事業者であるC社は、上述しました通り、育児休業法21条の周知義務や同22条の雇用管理義務がありますので、事前に復職後の配置転換等について十分に周知徹底をしておかなければなりませんでした。そしてさらに、復職後に業務上必要な配置転換がなされる場合においては、その間の事情を十分に説明し、他に適当な職務を提示してそのための教育訓練等を行うなど労働者の納得を得るような措置を講じておくべきだったということになります。

社会保険労務士からのアドバイス(執筆:松井 文男)

平成4年に育児休業法が施行されて早や15年が経過しました。
しかし、まだまだ中小企業においては、育児休業取得に対して非常に消極的な考えをもっている経営者の方も多いかと思われます。
その理由としては、
(1)産前産後の休暇の後、1年近く休まれると業務に支障が出るため、代替要員を必要とする場合や残りの従業員で仕事の段取りを整えていく必要があること。
(2)育児休業取得後職場復帰の予定をしていた従業員が、育児の煩雑さや体調等を理由として復帰を撤回し退職を申し出る場合があり、その場合仕事の段取りを大幅に変更せざるを得ない状況に陥る可能性がある。
等が挙げられます。
本来育児休業法は、「育児休業に関する制度を設けることによって、子育てを契機に退職する者を減らし、より働きやすい職場をつくることを目的とする」(第1条)ことで、女性が妊娠、出産したあとも会社に復帰して仕事を続けることを支援するためにできた法律です。企業にとっても、少子高齢化社会を迎え、労働人口の高齢化に伴い、女性労働者の活用は必須であります。このように、時代の流れとして育児休業法は重要な法律であり、3歳までの子を養育する際の短時間勤務制度、子供が小学校に就学するまでの看護休暇、同じく深夜労働の免除等、労務上における制度も要求しています。
さて本件ですが、C社は次の3点について事前に措置を行っておくべきでした。
1.まず就業規則あるいは育児規程に「原則として休業直前の業務を行うものとする」という文言の後に、追加として「ただし本人の希望がある場合、あるいは組織の変更等やむを得ない事情がある場合には、配置転換や業務内容の変更を行い、元の職場に復帰できない場合がある」という文言を付け加えておくこと。
2.1を踏まえてU社員が育児休業を取得する前に、元の職場に復帰できない場合がある旨を伝えておくこと。
3.U社員が育児休業を取得して6ヶ月経過してあと2ヶ月というところで問題が発生していますが、もっと早い段階で、総務課長として復帰させることに問題がないのか?配置転換をするのであれば、どの部署にするのか?等を考慮し、もしも営業に配置転換を行うとしたら営業部長に相談をする。等の配慮をすること。

次に本件の解決方法についてご説明します。
まずU社員には育児休業を延長してもらうこと、あるいは転職を支援するように進めていくという総務部長の考え方には労務上問題があり、U社員とのトラブルに発展する可能性が非常に高いと思われます。
U社員を総務課長として復帰させることが最も良い方法ですが、現状としては派遣社員が正社員となりU社員より仕事ができて総務部は人員が充足している状態です。

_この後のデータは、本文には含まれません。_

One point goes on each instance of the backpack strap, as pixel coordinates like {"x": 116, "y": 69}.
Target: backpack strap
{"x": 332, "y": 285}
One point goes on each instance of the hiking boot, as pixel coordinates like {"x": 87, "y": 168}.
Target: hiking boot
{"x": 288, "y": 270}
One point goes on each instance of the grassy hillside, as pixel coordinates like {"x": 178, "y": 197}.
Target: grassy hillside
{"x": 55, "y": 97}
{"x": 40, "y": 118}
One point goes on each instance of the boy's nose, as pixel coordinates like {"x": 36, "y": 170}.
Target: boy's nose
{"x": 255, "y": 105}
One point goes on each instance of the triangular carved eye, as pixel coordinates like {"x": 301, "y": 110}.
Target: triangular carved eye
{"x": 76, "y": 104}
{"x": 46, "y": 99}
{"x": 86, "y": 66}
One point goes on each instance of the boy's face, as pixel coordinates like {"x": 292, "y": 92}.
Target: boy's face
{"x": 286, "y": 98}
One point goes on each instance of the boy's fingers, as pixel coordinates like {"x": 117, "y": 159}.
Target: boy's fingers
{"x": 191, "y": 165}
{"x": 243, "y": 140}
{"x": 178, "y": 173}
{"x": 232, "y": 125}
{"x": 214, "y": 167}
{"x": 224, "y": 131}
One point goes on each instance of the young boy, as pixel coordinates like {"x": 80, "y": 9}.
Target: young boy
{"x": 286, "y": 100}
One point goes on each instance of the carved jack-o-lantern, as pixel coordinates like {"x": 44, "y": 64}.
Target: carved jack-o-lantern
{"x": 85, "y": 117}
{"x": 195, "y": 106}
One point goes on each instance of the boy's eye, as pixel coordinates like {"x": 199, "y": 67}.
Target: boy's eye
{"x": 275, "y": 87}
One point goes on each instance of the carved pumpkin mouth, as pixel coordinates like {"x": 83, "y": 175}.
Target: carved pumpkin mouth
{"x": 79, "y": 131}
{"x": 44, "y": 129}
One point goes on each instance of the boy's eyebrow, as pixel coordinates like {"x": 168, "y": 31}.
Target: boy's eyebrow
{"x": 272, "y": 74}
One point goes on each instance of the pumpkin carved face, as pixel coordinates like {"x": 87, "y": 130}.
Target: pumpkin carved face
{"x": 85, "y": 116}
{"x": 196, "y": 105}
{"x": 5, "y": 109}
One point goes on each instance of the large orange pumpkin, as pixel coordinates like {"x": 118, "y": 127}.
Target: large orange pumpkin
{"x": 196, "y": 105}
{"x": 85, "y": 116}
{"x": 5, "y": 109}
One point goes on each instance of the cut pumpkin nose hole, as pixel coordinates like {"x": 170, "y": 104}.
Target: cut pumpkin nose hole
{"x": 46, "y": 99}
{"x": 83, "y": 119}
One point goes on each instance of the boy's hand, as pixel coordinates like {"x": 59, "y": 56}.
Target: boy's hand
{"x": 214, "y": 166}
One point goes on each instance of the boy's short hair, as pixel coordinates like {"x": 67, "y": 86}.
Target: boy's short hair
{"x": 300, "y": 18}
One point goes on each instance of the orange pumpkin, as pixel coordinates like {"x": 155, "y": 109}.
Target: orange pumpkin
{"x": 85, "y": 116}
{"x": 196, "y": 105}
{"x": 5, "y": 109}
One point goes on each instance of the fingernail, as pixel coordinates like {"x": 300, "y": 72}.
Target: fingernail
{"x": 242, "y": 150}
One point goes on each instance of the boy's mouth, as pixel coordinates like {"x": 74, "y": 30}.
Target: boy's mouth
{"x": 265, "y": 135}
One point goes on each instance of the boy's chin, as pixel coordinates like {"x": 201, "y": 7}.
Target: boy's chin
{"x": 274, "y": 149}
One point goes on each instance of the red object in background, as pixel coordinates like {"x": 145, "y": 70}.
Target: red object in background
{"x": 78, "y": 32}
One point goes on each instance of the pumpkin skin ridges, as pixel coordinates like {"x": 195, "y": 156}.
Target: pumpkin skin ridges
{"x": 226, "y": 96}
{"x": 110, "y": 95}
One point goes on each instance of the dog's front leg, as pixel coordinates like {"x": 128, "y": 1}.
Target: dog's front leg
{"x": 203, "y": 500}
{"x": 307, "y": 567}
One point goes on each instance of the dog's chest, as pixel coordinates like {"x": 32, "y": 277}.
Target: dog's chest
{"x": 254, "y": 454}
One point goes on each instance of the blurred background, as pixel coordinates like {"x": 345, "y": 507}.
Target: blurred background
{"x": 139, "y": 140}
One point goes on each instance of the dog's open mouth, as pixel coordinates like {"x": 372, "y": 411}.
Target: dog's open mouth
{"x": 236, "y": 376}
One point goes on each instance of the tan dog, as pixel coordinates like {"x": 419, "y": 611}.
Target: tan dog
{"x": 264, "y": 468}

1. U社員が不快な思いをした点については、総務部長が十分に謝罪したうえで、U社員自身がどのようにしたいのかをヒヤリングする。
2. 退職したいとU社員が申し出てきた場合
精神的に苦痛を受けて仕事ができない状態で、U社員から退職したい旨を申し出てきた場合、会社の不手際を十分謝罪したうえで、退職願を提出させ、自己都合退職として処理をします。この場合はトラブルなしで終わるでしょう。
ただし退職金に特別加算金等を上乗する方法がベターだと思われます。
3. U社員から現職に復帰(総務課長)の要望が出てきた場合
現在の状況を説明し、人員的には充足状態でU社員の居場所がないこと。総務課長としての復帰は現状困難であることを説明する。
そして他部署に異動してもらう旨を説得しますが、U社員が合意しなければ、C社で働く意志がないと結論付けます。そして自己都合退職として処理をしたいところですが、U社員がこれに承諾するかどうか難しいところです。しかしながら何とか承諾するように説得する以外に方法がありません。
4. U社員が他部署に異動をすることについて承諾した場合
配置転換については、課長待遇で他部署に異動するので、配転先の部署に諮っておく必要があります。
そうしなければ配転先部署の従業員とU社員がギクシャクした関係になる可能性がありますし、配転部署の従業員が上層部に対して不信感を持つことになりかねません。また他部署に異動する場合、役職等の地位と給与は育児休業を取得する前と同じにする必要があります。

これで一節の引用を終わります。